EP by Magic Eight Ball
- Released: May 15, 2007 April 24, 2012 (re-released)
- Recorded: 2006–2007
- Studio: The Priory Still Meadow No Machine Studios
- Genre: Power pop
- Length: 27:18
- Label: Magic Cat Records

Magic Eight Ball chronology
|  | A Peacock's Tale (2007) | Mother Nature's Candy (2011) |

= A Peacock's Tale =

A Peacock's Tale is the first studio release by Magic Eight Ball. It's a 4-song EP originally released in 2007, but was later re-released under the band's Magic Cat Records label.

== Background ==
Prior to the formation of Magic Cat Records, the band originally released 'A Peacock's Tale' on CD in 2007 (and later digitally as well with slightly different bonus tracks). The 2012 re-release of the EP on Magic Cat Records was remastered by Dave Draper using one of the original 2007 Neil Sadler mixes and three of Neil's new 2012 remixes.

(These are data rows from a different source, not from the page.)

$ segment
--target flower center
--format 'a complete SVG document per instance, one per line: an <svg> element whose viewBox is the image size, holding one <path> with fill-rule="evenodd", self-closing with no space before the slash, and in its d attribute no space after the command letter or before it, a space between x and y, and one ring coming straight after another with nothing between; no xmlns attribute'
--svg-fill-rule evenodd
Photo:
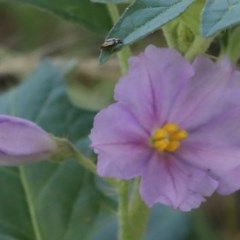
<svg viewBox="0 0 240 240"><path fill-rule="evenodd" d="M175 152L180 147L180 142L187 136L187 131L180 129L178 124L166 123L162 128L155 130L151 137L151 144L160 152Z"/></svg>

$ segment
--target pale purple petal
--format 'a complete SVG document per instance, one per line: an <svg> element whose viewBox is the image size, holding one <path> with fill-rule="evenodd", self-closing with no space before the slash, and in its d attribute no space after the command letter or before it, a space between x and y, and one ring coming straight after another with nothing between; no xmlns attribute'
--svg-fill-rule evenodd
<svg viewBox="0 0 240 240"><path fill-rule="evenodd" d="M56 143L36 124L0 115L0 165L19 165L49 157Z"/></svg>
<svg viewBox="0 0 240 240"><path fill-rule="evenodd" d="M98 154L101 176L139 176L149 158L149 133L138 124L123 104L113 104L95 117L90 139Z"/></svg>
<svg viewBox="0 0 240 240"><path fill-rule="evenodd" d="M216 177L240 165L240 110L216 116L189 136L176 152L189 164L210 171Z"/></svg>
<svg viewBox="0 0 240 240"><path fill-rule="evenodd" d="M211 195L218 183L207 171L194 168L171 155L149 158L142 174L140 194L148 206L160 202L189 211Z"/></svg>
<svg viewBox="0 0 240 240"><path fill-rule="evenodd" d="M126 102L146 129L159 127L192 76L192 66L179 53L150 45L130 59L129 72L120 79L115 98Z"/></svg>
<svg viewBox="0 0 240 240"><path fill-rule="evenodd" d="M228 171L219 178L217 192L222 195L233 193L240 189L240 166Z"/></svg>
<svg viewBox="0 0 240 240"><path fill-rule="evenodd" d="M232 65L227 59L213 63L199 57L193 67L195 75L179 94L168 121L192 129L205 124L232 106L226 89L232 85Z"/></svg>

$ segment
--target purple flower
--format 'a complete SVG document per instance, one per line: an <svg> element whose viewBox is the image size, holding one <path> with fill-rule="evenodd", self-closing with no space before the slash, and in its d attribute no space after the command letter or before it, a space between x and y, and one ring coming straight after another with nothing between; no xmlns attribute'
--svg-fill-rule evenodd
<svg viewBox="0 0 240 240"><path fill-rule="evenodd" d="M0 165L39 161L54 155L56 150L54 139L36 124L0 115Z"/></svg>
<svg viewBox="0 0 240 240"><path fill-rule="evenodd" d="M132 57L116 103L97 114L90 138L101 176L141 177L148 206L189 211L215 190L240 188L240 73L227 59L188 63L148 46Z"/></svg>

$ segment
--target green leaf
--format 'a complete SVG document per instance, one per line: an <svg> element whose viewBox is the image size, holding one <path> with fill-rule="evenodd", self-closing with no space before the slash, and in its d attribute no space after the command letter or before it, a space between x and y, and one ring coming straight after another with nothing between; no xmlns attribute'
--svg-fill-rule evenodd
<svg viewBox="0 0 240 240"><path fill-rule="evenodd" d="M35 121L91 153L87 136L95 113L70 104L62 76L48 61L23 85L0 97L0 112ZM1 240L116 238L115 217L106 210L114 202L97 189L96 177L74 160L1 167L0 185Z"/></svg>
<svg viewBox="0 0 240 240"><path fill-rule="evenodd" d="M186 240L189 235L189 224L189 214L158 204L152 208L144 239Z"/></svg>
<svg viewBox="0 0 240 240"><path fill-rule="evenodd" d="M6 2L31 4L98 33L106 32L111 27L106 6L91 3L89 0L6 0Z"/></svg>
<svg viewBox="0 0 240 240"><path fill-rule="evenodd" d="M98 2L98 3L126 3L128 0L91 0L91 2Z"/></svg>
<svg viewBox="0 0 240 240"><path fill-rule="evenodd" d="M136 0L126 9L106 37L106 39L118 38L123 44L110 50L104 49L100 55L100 62L106 61L122 46L139 40L174 19L192 2L193 0Z"/></svg>
<svg viewBox="0 0 240 240"><path fill-rule="evenodd" d="M208 0L202 13L202 35L211 36L240 21L239 0Z"/></svg>

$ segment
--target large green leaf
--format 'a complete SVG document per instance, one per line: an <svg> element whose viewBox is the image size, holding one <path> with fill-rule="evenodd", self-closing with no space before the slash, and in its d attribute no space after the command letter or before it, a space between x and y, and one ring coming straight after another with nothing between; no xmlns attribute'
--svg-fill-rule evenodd
<svg viewBox="0 0 240 240"><path fill-rule="evenodd" d="M216 32L240 22L239 0L208 0L202 13L202 35Z"/></svg>
<svg viewBox="0 0 240 240"><path fill-rule="evenodd" d="M80 23L95 32L105 32L111 27L106 7L90 0L5 0L5 2L31 4L66 20Z"/></svg>
<svg viewBox="0 0 240 240"><path fill-rule="evenodd" d="M106 61L110 54L120 47L139 40L177 17L192 2L193 0L136 0L126 9L106 37L121 39L123 44L111 48L110 51L103 50L100 62Z"/></svg>
<svg viewBox="0 0 240 240"><path fill-rule="evenodd" d="M69 103L62 77L50 62L2 96L0 112L33 120L57 136L68 137L82 150L89 144L87 135L95 115ZM106 211L113 202L95 181L73 160L1 167L0 239L114 239L115 217ZM111 229L105 227L109 222ZM104 238L99 235L102 229Z"/></svg>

P.S. The instrumental 'L. N. E. (For The Love Of Three Girls)' has since been renamed and re-recorded as 'Peacocks'.

== Track listing ==

| No. | Title | Length |
|---|---|---|
| 1. | "Baby, Is It So?" | 5:00 |
| 2. | "Never Need New Genes" | 3:33 |
| 3. | "Down By The River" | 2:52 |
| 4. | "L. N. E. (For The Love Of Three Girls)" | 2:26 |

Digital Download Bonus Tracks (No Longer Available)
| No. | Title | Length |
|---|---|---|
| 5. | "Baby, Is It So? (Semi-Acoustic Radio Session)" |  |
| 6. | "Never Need New Genes (Acoustic Radio Session)" |  |
| 7. | "Down By The River (Neil Sadler Semi-Acoustic Mix)" |  |
| 8. | "L. N. E. (For The Love Of Three Girls) (Alternate Version)" |  |

== Personnel ==

=== Musicians ===
- Baz Francis - Vocals, guitars & piano
- Mike Corbyn - Drums
- Robbie J. Holland - Live bass

=== Production ===
- Dave Draper - Remastering for 2012 release at The Panic Room
- Neil Sadler Mixing and engineering at No Machine Studios
- Produced by Neil Sadler, Baz Francis, Mike Corbyn & Robbie J. Holland

=== Art direction ===
- Kate Wilkinson - Design layout by Kate Wilkinson
- Maryhèléna Francis - Illustrations and band photography
- Jeremy Parish - Original CD packaging design
- Baz Francis - Design concept & peacock feathers photograph
- Artwork alterations by Giles Edwards, Jeannine Wyss, Joseph Conlon & Tariq Hussain

=== Additional credits ===
- Remixing of tracks 1, 3 and 4 by Neil Sadler at No Machine Studios, Wokingham, Berkshire, England Remastering of tracks 1–4 by Dave Draper at The Panic Room, Evesham, Worcestershire, England
- Digital bonus tracks 5 and 6 produced by The Bryster at Radio Bronglais, Aberystwyth, Ceredigion, Wales
- Digital bonus track 7 produced by Neil Sadler, Baz Francis and Robbie J. Holland Digital bonus track 8 produced by Baz Francis.
- Initial data transferral on ‘L. N. E. (For The Love Of Three Girls)’ and ‘Baby, Is It So?’ took place at Running Frog Studios (Windsor, Berkshire, England) with a level of primary editing and other studio work being done on the tracks by Neil Thom.